= Maier's matrix method =

Technique in analytic number theory by Helmut Maier

Maier's matrix method is a technique in analytic number theory by Helmut Maier that is used to demonstrate the existence of intervals of natural numbers within which the prime numbers are distributed with a certain property. In particular, it has been used to prove Maier's theorem (Maier 1985) and also the existence of chains of large gaps between consecutive primes (Maier 1981). The method uses estimates for the distribution of prime numbers in arithmetic progressions to prove the existence of a large set of intervals where the number of primes in the set is well understood and hence that at least one of the intervals contains primes in the required distribution.

== The method ==
The method first selects a primorial and then constructs an interval in which the distribution of integers coprime to the primorial is well understood.

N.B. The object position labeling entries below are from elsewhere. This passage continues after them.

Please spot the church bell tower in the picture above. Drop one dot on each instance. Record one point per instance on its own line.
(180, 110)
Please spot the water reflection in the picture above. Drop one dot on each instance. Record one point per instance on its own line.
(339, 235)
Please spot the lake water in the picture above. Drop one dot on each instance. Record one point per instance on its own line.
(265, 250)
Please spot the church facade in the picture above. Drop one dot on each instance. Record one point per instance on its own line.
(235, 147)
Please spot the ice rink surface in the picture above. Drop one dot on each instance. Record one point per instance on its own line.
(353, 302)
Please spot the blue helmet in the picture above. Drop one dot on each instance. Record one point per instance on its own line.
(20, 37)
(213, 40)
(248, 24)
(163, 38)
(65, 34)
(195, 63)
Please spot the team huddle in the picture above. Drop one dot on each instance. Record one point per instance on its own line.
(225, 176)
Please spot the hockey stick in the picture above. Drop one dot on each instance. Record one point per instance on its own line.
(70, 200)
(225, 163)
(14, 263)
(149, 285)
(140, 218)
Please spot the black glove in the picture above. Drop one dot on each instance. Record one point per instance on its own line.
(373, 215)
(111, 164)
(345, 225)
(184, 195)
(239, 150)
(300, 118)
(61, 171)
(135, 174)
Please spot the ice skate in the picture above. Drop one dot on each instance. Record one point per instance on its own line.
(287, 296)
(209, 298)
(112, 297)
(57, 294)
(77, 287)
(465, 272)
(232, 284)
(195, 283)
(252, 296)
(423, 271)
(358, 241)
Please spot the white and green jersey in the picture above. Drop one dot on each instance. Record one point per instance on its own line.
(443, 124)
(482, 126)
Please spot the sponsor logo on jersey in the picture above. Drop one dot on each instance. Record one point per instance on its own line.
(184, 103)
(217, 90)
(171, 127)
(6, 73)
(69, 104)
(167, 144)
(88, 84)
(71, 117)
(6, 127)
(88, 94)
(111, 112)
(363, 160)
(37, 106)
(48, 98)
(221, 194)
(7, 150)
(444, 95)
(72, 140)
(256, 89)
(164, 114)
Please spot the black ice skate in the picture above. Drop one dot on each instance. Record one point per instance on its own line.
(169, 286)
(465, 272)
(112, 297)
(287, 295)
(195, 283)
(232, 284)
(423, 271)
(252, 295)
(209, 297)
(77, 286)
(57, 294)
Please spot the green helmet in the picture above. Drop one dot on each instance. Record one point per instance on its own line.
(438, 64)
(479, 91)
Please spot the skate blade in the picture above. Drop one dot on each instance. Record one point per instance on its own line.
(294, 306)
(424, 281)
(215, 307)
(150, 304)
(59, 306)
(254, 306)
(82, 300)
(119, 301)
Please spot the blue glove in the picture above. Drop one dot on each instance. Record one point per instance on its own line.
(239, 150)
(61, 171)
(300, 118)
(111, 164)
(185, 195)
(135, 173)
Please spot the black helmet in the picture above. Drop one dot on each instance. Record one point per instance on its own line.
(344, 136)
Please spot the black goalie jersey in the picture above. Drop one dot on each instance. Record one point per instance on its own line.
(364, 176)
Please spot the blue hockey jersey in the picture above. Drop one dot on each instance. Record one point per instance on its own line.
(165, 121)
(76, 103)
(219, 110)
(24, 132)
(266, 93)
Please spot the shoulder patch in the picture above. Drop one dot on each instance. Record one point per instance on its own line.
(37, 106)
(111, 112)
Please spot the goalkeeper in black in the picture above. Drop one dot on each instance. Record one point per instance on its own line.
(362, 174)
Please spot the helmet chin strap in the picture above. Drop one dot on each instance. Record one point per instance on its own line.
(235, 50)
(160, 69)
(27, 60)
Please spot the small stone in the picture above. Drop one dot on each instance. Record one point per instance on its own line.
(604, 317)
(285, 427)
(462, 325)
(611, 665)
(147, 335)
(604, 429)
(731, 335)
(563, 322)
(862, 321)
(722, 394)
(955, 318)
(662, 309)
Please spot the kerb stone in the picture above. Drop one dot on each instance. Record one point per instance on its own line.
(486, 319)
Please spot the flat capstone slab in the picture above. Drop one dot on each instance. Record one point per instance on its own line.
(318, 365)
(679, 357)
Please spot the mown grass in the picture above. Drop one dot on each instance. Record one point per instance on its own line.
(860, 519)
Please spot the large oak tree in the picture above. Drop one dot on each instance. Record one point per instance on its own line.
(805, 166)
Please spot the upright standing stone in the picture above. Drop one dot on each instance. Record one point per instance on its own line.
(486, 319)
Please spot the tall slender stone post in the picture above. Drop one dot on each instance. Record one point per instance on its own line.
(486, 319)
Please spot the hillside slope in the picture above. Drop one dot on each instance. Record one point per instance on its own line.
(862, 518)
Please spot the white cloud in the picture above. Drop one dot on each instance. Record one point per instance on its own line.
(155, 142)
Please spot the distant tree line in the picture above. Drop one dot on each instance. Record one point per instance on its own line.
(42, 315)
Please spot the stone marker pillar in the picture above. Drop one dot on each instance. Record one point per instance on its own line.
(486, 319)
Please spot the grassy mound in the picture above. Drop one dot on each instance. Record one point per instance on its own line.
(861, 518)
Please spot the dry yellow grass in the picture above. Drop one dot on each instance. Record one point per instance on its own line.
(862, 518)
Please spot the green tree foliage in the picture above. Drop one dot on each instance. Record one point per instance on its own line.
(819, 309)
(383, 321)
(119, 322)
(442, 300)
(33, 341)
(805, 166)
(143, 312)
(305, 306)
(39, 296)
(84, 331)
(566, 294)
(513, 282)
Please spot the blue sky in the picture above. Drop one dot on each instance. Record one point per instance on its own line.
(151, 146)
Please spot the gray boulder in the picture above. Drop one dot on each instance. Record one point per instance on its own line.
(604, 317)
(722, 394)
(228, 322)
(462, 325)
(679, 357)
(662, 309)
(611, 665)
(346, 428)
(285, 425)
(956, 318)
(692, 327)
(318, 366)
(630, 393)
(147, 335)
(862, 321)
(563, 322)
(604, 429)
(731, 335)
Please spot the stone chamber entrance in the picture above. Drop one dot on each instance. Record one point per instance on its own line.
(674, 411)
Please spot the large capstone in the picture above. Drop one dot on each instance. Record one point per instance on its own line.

By looking at copies of the interval translated by multiples of the primorial an array (or matrix) of integers is formed where the rows are the translated intervals and the columns are arithmetic progressions where the difference is the primorial. By Dirichlet's theorem on arithmetic progressions the columns will contain many primes if and only if the integer in the original interval was coprime to the primorial. Good estimates for the number of small primes in these progressions due to (Gallagher 1970) allows the estimation of the primes in the matrix which guarantees the existence of at least one row or interval with at least a certain number of primes.